Tennessee Education Commissioner Penny Schwinn said Monday the state so far has awarded $7.2 million out of a $20 million pool to assist local school systems in hiring resource officers to protect students.
But despite hiring an additional 206 school resource officers across Tennessee, a state lawmaker called on colleagues to pass a law allowing interested teachers and coaches to carry firearms in schools, calling it a lower-cost alternative.
“There is in my opinion an answer to address school safety,” said Rep. Andy Holt, R-Dresden, as the House Finance Committee kicked off hearings on next year’s state budget. “And that is allowing teachers and coaches to voluntarily go armed in schools.”
Holt said education officials can then “put up an abundance of signs around those schools saying that students on that campus are protected by teachers and coaches that are on that campus.
“This is not a foreign idea, this is not a new idea,” added Holt, a staunch gun rights advocate. “Other states have gone down this path and they’ve seen success.
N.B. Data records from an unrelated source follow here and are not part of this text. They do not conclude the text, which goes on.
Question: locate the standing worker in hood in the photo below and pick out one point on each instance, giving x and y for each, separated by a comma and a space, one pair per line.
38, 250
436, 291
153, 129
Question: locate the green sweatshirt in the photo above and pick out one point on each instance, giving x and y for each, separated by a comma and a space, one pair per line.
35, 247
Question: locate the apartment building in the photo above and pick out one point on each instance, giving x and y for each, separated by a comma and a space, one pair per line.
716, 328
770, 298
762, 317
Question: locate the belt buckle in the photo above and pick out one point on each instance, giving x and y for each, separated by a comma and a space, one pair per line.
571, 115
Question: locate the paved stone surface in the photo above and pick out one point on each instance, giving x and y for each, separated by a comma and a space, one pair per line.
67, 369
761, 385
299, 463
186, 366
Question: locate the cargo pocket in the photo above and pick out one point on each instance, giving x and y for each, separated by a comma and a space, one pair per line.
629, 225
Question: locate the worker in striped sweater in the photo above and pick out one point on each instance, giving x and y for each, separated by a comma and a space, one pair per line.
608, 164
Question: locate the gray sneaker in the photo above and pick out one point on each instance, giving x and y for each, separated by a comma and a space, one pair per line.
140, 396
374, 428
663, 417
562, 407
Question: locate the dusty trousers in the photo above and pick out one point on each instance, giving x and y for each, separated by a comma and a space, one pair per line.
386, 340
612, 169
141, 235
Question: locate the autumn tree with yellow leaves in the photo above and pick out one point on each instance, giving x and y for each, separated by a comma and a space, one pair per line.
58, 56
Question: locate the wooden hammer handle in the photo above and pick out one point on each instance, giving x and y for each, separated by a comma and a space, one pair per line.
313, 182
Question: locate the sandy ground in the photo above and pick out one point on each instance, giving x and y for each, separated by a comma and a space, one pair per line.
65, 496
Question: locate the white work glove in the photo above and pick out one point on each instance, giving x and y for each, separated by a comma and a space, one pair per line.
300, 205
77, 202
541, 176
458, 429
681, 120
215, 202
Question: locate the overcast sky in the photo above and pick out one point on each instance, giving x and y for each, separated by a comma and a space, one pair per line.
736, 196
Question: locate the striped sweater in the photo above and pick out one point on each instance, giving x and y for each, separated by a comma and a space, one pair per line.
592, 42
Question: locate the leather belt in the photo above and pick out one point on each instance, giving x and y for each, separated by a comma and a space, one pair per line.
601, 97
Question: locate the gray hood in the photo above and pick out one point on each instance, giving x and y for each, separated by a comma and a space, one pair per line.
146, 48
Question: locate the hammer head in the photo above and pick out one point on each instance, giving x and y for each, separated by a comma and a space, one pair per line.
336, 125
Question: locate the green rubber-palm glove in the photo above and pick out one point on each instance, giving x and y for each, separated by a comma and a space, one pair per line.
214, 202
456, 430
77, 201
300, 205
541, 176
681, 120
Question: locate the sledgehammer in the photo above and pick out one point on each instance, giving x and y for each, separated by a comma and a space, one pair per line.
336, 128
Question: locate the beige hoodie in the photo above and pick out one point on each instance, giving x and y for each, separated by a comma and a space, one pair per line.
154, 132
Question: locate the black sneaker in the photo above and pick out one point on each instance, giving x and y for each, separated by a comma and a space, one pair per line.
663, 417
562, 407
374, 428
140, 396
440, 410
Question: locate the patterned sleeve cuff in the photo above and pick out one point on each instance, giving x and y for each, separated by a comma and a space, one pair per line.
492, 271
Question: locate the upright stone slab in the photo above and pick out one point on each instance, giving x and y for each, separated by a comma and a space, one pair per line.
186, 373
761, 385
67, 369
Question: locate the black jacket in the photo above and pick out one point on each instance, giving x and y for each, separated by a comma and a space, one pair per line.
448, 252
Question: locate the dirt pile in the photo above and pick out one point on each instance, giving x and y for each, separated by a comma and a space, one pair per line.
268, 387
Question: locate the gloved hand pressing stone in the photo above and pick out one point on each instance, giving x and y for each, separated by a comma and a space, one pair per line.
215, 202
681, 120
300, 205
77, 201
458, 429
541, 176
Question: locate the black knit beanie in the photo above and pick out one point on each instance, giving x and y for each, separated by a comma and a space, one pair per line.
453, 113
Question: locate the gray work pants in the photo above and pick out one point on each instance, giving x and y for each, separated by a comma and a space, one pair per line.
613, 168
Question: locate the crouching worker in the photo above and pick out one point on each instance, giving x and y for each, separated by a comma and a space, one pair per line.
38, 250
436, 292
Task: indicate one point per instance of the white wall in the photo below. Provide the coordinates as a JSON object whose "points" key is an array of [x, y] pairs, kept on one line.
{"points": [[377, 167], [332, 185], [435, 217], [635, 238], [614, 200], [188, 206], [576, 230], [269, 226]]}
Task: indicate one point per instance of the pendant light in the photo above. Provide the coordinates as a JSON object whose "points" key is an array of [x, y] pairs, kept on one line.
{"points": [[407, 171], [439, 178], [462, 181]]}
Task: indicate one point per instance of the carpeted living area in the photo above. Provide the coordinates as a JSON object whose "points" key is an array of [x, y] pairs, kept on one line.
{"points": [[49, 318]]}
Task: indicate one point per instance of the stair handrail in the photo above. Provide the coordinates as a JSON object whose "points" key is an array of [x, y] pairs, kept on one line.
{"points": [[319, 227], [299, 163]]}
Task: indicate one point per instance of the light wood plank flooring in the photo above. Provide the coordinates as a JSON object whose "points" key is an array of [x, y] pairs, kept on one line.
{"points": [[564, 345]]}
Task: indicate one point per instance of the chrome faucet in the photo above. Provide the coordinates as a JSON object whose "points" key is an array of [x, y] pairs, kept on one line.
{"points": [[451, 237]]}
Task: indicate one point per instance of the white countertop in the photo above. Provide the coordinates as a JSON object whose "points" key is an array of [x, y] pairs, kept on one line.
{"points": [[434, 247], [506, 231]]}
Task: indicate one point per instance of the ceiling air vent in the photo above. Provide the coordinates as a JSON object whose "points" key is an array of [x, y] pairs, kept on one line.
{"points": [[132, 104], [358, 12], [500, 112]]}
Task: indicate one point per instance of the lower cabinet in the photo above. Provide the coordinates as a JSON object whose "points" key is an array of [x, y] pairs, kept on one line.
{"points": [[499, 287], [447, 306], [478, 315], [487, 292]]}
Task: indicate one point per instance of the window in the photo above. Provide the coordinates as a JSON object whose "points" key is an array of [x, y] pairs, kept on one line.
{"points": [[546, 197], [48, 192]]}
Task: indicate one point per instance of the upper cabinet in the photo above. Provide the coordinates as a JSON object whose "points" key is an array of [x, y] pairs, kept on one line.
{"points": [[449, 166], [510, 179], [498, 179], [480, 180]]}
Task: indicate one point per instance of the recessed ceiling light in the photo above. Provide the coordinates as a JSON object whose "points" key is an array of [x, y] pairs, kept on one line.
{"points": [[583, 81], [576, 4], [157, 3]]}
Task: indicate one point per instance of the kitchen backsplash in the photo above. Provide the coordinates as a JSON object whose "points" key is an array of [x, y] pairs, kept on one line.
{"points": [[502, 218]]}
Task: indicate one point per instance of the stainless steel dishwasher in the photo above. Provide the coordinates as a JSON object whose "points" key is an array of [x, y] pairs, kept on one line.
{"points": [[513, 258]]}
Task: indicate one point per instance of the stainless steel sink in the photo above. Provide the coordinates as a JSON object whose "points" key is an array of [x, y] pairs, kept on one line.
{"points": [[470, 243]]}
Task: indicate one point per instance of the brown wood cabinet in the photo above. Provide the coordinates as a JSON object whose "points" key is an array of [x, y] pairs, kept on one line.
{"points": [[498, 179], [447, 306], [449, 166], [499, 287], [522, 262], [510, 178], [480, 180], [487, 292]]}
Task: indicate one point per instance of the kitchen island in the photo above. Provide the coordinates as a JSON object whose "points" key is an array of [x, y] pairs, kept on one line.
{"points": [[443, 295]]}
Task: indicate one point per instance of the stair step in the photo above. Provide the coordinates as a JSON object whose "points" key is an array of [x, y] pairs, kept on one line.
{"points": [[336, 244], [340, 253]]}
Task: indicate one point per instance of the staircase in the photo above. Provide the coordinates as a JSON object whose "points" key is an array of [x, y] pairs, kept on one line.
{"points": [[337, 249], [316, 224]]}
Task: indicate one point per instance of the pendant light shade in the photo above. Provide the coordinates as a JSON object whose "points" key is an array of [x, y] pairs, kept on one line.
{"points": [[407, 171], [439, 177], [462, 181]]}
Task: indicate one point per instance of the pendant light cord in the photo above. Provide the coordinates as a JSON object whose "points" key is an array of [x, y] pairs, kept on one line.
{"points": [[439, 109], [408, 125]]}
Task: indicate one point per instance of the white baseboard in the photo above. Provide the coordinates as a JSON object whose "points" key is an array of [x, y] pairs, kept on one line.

I would definitely say it’s time for us to look at that, especially in view of how much school safety’s costing.”
Following the hearing, Schwinn sidestepped reporters’ questions on arming educators, an issue that has previously failed to win legislative approval.
In fairness, Schwinn isn’t really the person to talk to there. She’s not a legislator, she’s more of an administrator. There are a lot of things she can do with Tennessee’s schools, but the one thing she can’t do is make a decision on something like that which is really the domain of the legislature. Her offering up her opinion isn’t particularly relevant.
However, I agree with Holt completely on this.
The truth is, we have educators who routinely carry a concealed firearm throughout the nation. They do so responsibly and without a single issue. There’s absolutely no reason they should be disarmed when they go to work. None. They’ve passed multiple background checks, not just for their jobs but also for their gun purchases and carry permits. They’re not a threat.
Arming teachers puts more guns into the schools in the hands of good people who are willing to step up and protect human life, even if it’s just their own. I’m fine with them saving their own skins with their firearms because they’ll end up saving more lives in the long run whether they mean to or not.
At the end of the day, that’s the ultimate way to not just prevent school shootings–after all, who wants to shoot up chemistry class when the chemistry teacher may be carrying a 9 mm–but also quickly end any that may happen anyway.
The question is, will the Tennessee legislature step up and make it happen?